As of Friday morning, the Braves ranked seventh among 15 National League teams in starters’ ERA. Every team they’re apt to meet on the NL side of the bracket – Dodgers, Nats, Cubs, Cardinals – is above them. So is Houston, Cleveland and Minnesota. (The Yankees are not.)
Games change in October. Rotations get shortened, which could benefit the Braves but would benefit better rotations more. Starters go fewer innings, which would favor the teams with the better bullpens, and five weeks from now that might describe the Braves. As we speak, they rank 28th in the majors in bullpen WAR, probably a better measure than bullpen ERA. (They’re 18th in that category.)
Games change because so-so pitchers aren’t allowed to work many meaningful innings, and October comes down to innings. How best can a team count to nine? How soon to pull your starter? How early to summon your best reliever? The Braves gave themselves – theoretically, at least – better odds of building a working bullpen with their deadline dealing. They were not, however, able to improve their rotation. All they could do was summon Mike Foltynewicz, who started half their games in the 2018 NLDS, from Gwinnett and hope for the best.
We say for the hundredth time: Foltynewicz is the key to this rotation. If he gets good again, the Braves could use Mike Soroka, Foltynewicz and Dallas Keuchel in Games 1, 2 and 3 and then figure out Game 4. Bringing back Soroka, who's 22, on short rest isn't an option, so that leaves Julio Teheran or Max Fried. As noted, Teheran is a strange case: He's 15th among NL pitchers in ERA; he's also second in walks, and you can't walk people in October. Fried has a higher ERA but a lower FIP (fielding independent pitching). He also hasn't started a playoff game.

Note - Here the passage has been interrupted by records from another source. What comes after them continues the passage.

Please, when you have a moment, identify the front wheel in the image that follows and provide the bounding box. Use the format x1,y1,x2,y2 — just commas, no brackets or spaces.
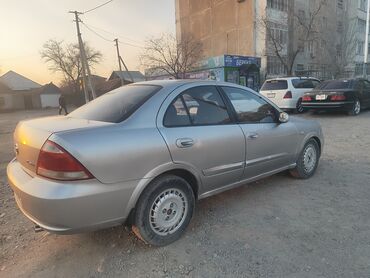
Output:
132,175,195,246
348,98,361,116
290,139,320,179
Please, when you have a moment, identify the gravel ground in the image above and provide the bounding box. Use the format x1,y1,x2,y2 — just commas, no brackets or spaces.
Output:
0,110,370,278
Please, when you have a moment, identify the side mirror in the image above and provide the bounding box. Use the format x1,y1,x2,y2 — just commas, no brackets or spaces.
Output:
279,112,289,123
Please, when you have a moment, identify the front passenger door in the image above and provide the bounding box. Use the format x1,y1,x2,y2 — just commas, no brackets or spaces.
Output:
222,86,298,179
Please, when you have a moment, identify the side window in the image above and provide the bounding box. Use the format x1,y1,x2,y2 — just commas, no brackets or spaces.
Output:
163,96,190,127
163,86,231,127
364,80,370,91
182,86,230,125
222,87,277,123
311,80,320,88
292,79,315,89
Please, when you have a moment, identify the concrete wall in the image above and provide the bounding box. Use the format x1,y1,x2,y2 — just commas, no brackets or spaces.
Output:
40,94,60,108
176,0,256,57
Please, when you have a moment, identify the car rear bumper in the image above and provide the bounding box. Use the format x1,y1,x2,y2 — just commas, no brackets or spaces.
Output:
7,159,138,234
302,101,353,110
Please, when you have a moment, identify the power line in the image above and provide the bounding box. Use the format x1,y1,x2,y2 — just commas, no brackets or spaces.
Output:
81,22,143,48
81,24,143,44
83,0,113,14
81,22,113,42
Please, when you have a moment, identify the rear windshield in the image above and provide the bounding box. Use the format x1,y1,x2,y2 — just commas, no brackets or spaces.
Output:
68,85,161,123
318,80,353,90
292,79,319,89
261,80,288,91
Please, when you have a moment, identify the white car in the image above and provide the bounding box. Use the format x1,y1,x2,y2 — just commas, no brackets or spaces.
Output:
260,77,320,113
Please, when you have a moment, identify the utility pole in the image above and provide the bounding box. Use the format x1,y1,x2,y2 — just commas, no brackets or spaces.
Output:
69,11,96,103
363,0,370,78
114,39,134,85
287,0,296,75
114,39,123,86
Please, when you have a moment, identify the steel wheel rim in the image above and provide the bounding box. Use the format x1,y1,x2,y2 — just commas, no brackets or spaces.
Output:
303,145,317,173
149,188,189,236
297,100,303,113
354,100,361,114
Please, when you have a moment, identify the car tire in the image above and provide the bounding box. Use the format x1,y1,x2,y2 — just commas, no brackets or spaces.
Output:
132,175,195,246
290,139,320,179
294,98,305,114
348,98,361,116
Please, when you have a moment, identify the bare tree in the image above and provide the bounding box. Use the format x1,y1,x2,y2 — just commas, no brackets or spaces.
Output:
40,40,102,92
321,17,358,79
140,34,202,79
258,0,325,76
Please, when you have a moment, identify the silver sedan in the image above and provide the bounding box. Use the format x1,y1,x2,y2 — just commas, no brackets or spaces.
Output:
7,80,324,245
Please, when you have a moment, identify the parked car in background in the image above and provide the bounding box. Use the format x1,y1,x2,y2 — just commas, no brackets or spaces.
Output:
302,79,370,116
7,80,324,245
260,77,320,113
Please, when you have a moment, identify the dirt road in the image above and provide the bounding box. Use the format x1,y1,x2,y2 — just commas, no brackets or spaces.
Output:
0,110,370,278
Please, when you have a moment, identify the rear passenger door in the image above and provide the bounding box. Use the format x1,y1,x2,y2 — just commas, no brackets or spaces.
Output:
222,86,298,179
363,80,370,108
157,86,245,194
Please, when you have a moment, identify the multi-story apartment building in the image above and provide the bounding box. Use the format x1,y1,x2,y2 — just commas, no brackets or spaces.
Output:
176,0,367,82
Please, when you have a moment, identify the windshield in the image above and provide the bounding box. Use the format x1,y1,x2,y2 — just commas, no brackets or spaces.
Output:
261,80,288,91
69,85,161,123
318,80,353,90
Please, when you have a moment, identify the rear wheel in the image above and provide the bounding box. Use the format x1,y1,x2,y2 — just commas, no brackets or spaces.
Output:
132,175,195,246
295,98,305,114
348,98,361,116
290,139,320,179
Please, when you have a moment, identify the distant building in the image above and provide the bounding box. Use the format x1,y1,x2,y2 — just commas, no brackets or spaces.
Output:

(Back to the Marlins. Nobody benefited more than Teheran. He started against them five times, working 32 innings. He yielded one earned run. Take the Fish out of his barrel and his ERA rises from 3.53 to 4.09.)
Going by FanGraphs WAR, the Nationals have three of the NL’s top seven pitchers. The Dodgers have three of the top 14. The Cubs have three of the top 25. The Braves have Soroka, who’s No. 9; then Fried, who’s No. 24, and then No. 30 Teheran. Keuchel’s WAR is 0.4; Foltynewicz’s is minus-0.1. Something would have to change posthaste – or they would need a break in their Division Series opponent – for the Braves not to appear overmatched in October rotations.

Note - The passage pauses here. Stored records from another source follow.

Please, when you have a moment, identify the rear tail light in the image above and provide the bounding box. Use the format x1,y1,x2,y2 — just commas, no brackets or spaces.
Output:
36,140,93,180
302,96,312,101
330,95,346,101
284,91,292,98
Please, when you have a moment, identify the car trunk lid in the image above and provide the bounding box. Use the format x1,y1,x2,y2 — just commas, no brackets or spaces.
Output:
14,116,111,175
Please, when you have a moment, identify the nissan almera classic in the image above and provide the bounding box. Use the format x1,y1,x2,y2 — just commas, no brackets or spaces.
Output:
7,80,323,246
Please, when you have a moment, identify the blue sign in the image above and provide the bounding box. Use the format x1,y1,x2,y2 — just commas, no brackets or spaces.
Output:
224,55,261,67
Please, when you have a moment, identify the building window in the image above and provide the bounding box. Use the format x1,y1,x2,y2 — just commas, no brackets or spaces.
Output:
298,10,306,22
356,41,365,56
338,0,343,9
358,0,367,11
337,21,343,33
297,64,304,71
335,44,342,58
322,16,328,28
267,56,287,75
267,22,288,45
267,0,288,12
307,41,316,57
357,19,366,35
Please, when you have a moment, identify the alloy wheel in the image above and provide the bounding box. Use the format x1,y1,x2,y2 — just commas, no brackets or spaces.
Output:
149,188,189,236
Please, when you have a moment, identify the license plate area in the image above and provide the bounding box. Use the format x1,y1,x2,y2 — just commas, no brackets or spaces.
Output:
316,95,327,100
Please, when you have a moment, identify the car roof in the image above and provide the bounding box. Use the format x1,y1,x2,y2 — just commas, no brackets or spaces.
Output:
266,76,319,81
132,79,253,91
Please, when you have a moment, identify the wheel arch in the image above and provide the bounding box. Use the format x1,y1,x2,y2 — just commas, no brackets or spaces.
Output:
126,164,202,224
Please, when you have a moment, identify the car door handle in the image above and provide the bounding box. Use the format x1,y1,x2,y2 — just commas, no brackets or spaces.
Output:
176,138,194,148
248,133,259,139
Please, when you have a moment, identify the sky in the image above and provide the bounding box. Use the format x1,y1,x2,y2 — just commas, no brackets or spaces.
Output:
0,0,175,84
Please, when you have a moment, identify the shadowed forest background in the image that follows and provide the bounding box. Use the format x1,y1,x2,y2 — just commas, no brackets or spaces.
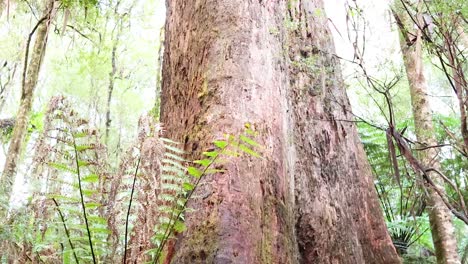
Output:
0,0,468,264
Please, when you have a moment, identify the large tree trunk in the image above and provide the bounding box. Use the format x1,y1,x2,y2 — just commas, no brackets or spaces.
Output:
161,0,399,264
0,0,54,205
397,2,460,263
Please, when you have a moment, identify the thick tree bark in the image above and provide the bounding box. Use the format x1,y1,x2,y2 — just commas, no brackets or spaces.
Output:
0,0,54,204
398,4,460,263
161,0,400,263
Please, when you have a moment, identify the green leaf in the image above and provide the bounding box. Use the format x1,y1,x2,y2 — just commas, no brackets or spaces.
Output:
187,167,203,178
213,140,228,149
193,159,211,167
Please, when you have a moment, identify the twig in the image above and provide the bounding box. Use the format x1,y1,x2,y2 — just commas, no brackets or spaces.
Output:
52,198,80,264
123,157,141,264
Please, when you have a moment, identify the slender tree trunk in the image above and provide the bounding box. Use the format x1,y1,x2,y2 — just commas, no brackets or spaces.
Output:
0,0,54,205
398,3,460,263
161,0,400,264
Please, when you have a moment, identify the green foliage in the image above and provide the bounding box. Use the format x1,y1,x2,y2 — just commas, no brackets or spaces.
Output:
147,127,262,263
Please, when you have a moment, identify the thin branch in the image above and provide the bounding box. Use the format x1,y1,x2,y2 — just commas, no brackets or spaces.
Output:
123,157,141,264
52,198,80,264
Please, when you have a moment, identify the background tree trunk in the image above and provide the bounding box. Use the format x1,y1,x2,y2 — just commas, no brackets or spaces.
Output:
0,0,54,204
161,0,400,263
398,3,460,263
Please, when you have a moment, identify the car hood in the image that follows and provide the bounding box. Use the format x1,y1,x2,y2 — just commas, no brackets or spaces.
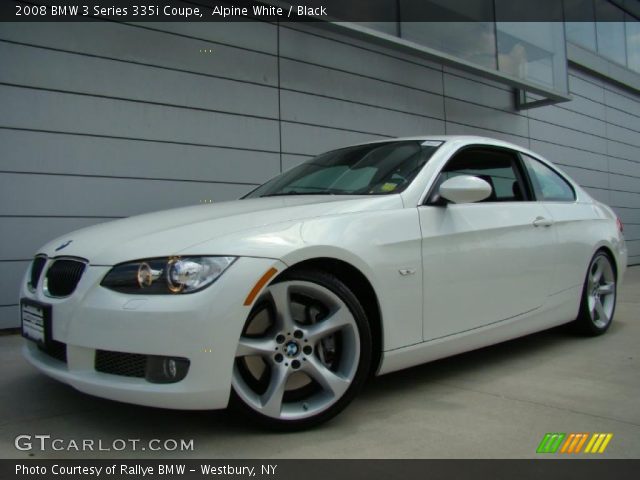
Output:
40,195,402,265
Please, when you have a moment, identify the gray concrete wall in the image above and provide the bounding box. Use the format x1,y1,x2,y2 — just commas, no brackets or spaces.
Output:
0,23,640,328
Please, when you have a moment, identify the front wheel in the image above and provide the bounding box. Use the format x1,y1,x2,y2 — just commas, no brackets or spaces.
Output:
232,271,372,430
574,251,617,336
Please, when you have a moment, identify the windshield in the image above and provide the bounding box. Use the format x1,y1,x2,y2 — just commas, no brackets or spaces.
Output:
244,140,442,198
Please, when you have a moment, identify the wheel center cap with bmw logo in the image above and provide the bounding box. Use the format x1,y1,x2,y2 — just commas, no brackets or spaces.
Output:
284,340,300,357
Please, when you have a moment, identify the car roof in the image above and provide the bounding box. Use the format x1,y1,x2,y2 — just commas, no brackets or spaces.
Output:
353,135,533,153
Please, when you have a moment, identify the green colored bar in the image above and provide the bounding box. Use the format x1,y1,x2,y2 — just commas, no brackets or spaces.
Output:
536,433,567,453
549,433,567,453
536,433,553,453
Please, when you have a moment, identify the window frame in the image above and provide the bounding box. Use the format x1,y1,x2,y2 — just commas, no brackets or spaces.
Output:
518,152,578,204
420,143,536,207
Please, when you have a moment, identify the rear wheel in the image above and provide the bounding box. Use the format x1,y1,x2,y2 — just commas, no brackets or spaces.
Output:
232,271,372,430
574,251,617,336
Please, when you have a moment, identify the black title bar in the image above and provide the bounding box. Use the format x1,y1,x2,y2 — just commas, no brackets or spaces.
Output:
0,0,640,22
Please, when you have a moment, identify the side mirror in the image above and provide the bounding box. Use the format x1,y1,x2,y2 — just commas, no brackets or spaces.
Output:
438,175,491,203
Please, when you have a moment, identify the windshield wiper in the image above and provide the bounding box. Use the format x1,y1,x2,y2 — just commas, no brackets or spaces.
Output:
260,190,335,197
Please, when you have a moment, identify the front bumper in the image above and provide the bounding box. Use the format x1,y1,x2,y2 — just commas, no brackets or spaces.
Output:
22,257,285,409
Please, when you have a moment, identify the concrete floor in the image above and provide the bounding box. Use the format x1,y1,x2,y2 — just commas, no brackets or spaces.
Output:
0,267,640,458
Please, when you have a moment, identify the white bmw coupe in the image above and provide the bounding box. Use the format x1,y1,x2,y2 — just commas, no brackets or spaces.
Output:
21,136,627,429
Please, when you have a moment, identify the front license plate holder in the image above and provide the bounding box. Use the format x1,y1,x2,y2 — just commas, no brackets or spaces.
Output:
20,298,51,346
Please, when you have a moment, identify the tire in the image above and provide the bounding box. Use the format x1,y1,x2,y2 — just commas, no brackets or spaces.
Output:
231,270,372,431
573,251,617,337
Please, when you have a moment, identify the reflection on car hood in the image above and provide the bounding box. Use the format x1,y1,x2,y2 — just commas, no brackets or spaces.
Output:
40,195,402,265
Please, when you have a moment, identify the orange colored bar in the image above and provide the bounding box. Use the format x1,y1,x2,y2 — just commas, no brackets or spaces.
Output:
560,433,576,453
244,267,278,306
573,433,589,453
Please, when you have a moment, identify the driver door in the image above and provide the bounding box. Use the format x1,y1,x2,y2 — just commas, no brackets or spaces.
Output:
418,147,556,340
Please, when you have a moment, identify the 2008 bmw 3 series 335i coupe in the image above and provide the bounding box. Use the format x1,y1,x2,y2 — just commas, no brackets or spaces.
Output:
21,136,627,429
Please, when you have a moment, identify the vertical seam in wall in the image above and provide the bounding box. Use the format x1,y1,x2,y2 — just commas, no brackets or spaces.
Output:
524,90,531,150
602,86,611,205
276,20,282,173
440,65,447,135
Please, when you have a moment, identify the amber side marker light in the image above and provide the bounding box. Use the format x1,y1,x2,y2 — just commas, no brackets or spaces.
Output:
244,267,278,306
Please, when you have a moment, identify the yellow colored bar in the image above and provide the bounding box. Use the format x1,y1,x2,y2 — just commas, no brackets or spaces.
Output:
591,433,606,453
573,433,589,453
598,433,613,453
569,433,582,453
584,433,598,453
560,433,576,453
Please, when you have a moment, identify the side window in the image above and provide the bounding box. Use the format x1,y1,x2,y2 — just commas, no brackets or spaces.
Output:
435,148,527,202
522,154,576,202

That’s the scary part. Bullpens become less of a thing if you’re down 4-1 after four innings. The Braves are good enough to score off even the best pitchers, but the Dodgers, Nats and Cubs can hit, too. And the list of teams that have slugged their way to 11 playoff victories is short if not nonexistent. In the end, the team that pitches best carries October. Even in this era of wanton home runs, pitching matters. My fear is that the Braves don’t have enough.
I didn’t think it would be this way. This is an organization rebuilt on young arms. This was, you’ll recall, a club that ranked second-best among in NL starters’ ERA last season. But Anibal Sanchez left and Foltynewicz fizzled and Kevin Gausman got waived and Sean Newcomb was shunted to the bullpen, and the rotation has never really purred. The Braves spent $13 million for four/five months of Keuchel, who has been only OK. If not for Soroka and Fried, this would be a second-place club.

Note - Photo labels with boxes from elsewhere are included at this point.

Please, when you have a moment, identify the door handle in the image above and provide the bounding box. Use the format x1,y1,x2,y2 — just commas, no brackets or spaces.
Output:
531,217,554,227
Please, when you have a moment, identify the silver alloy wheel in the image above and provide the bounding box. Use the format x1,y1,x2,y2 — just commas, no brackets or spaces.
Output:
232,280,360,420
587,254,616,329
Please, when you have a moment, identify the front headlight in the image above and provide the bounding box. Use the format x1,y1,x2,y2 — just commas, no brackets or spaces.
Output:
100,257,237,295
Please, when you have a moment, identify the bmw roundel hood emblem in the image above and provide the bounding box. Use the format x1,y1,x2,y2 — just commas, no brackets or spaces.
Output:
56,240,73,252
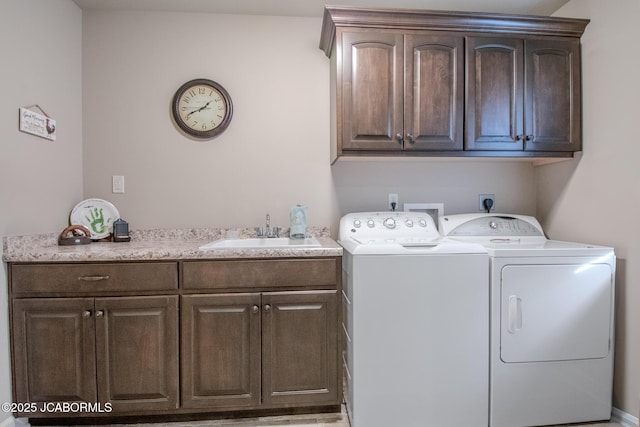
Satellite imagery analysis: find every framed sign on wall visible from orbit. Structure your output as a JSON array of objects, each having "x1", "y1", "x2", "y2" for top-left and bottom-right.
[{"x1": 18, "y1": 104, "x2": 56, "y2": 141}]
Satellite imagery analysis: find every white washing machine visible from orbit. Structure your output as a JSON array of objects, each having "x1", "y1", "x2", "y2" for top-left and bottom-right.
[
  {"x1": 339, "y1": 212, "x2": 489, "y2": 427},
  {"x1": 439, "y1": 214, "x2": 615, "y2": 427}
]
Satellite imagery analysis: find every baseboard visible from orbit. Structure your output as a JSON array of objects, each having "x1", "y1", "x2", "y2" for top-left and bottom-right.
[{"x1": 612, "y1": 408, "x2": 640, "y2": 427}]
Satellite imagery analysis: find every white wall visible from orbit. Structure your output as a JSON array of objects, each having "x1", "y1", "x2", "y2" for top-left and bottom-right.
[
  {"x1": 536, "y1": 0, "x2": 640, "y2": 417},
  {"x1": 83, "y1": 10, "x2": 535, "y2": 235},
  {"x1": 0, "y1": 0, "x2": 82, "y2": 422}
]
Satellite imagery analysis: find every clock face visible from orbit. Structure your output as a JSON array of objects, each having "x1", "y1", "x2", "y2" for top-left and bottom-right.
[{"x1": 172, "y1": 79, "x2": 233, "y2": 139}]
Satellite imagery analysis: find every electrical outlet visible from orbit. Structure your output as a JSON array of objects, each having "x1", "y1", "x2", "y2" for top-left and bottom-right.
[
  {"x1": 388, "y1": 193, "x2": 398, "y2": 210},
  {"x1": 111, "y1": 175, "x2": 124, "y2": 193},
  {"x1": 478, "y1": 194, "x2": 496, "y2": 212}
]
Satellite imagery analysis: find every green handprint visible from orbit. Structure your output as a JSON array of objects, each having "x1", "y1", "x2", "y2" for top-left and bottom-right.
[{"x1": 85, "y1": 208, "x2": 107, "y2": 234}]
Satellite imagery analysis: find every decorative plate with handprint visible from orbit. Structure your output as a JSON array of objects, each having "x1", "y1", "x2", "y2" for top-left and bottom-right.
[{"x1": 69, "y1": 199, "x2": 120, "y2": 240}]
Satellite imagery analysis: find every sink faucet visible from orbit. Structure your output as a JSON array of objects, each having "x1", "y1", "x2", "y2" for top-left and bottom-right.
[{"x1": 256, "y1": 214, "x2": 280, "y2": 238}]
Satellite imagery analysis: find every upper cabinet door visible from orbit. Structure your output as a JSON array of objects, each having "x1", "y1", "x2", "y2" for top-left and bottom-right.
[
  {"x1": 524, "y1": 39, "x2": 582, "y2": 151},
  {"x1": 465, "y1": 37, "x2": 524, "y2": 150},
  {"x1": 404, "y1": 33, "x2": 464, "y2": 151},
  {"x1": 338, "y1": 31, "x2": 404, "y2": 151}
]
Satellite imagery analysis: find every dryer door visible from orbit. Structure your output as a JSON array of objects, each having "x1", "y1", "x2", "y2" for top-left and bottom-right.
[{"x1": 500, "y1": 264, "x2": 613, "y2": 363}]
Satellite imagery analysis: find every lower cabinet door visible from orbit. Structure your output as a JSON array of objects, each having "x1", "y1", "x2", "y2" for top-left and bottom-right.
[
  {"x1": 262, "y1": 290, "x2": 340, "y2": 405},
  {"x1": 181, "y1": 293, "x2": 261, "y2": 409},
  {"x1": 95, "y1": 295, "x2": 179, "y2": 413},
  {"x1": 12, "y1": 298, "x2": 97, "y2": 416}
]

I’m aware that young pitchers can and have ruled postseasons. (The 1991 NLCS MVP was Steve Avery, 21. The 1992 NLCS MVP was John Smoltz, 25.) But you could see those Braves coming from a mile off. The ’91 Braves were third in NL team ERA; the ’92 Braves were first, and on it went. In 2019, the average National League rotation has an ERA of 4.33; the Braves are at 4.34.
I wouldn’t mind being wrong about this – I’ve been wrong a time or two – but I have a hard time seeing these starters dominating October. There’ll be no Marlins there.